NFIB recommends that business owners be shielded from liability from lawsuits brought by customers or other third parties unless the customer or third party proved that the business knowingly failed to develop and implement a reasonable plan to reduce the risk of COVID-19 by customers and other third parties and that the failure caused the injury.

  1. Permitted lawsuits should be limited to persons who experience a serious physical injury due to COVID-19 resulting in hospitalization.Although there is still much to be learned about COVID-19, one thing scientists do know is that it affects different people in different ways. Indeed, we continue to hear of people who test positive for the virus but experience few if any symptoms. 

NFIB recommends that Congress grant businesses immunity from coronavirus-related litigation except in cases of gross negligence that causes the plaintiff serious physical injury resulting in hospitalization or death.
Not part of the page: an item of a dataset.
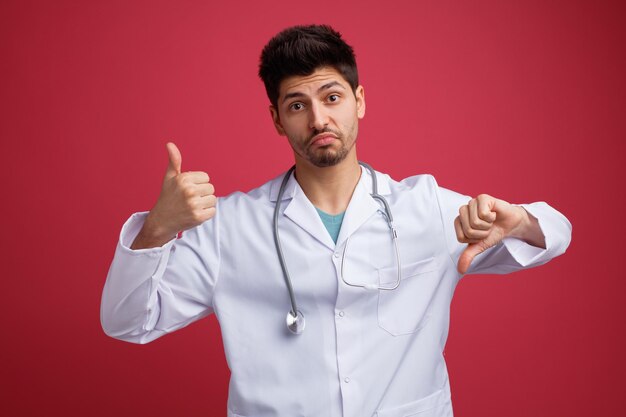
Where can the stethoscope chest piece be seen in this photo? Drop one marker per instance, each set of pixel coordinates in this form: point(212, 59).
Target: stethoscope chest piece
point(295, 323)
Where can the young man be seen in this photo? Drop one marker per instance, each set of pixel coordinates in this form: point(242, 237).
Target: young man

No claims for emotional injury due to contracting the virus should be permitted.

  1. Fines should be imposed on unscrupulous trial attorneys bringing frivolous COVID-19-related lawsuits.Small business owners do not have in-house counsel and the vast majority cannot afford to hire lawyers to defend their business and reputations in court. Trial lawyers know this and, as a result, small business owners are easy targets for the plaintiff’s attorney looking for a quick payout. Trial attorneys should be penalized – not incentivized – for bringing a frivolous COVID-19-related lawsuit.

NFIB recommends that Congress impose sanctions on attorneys found to bring a frivolous COVID-19-related claim. In addition to sanctions, the plaintiff’s attorney should be required to pay the defendant’s attorneys’ fees and other costs relating to the litigation.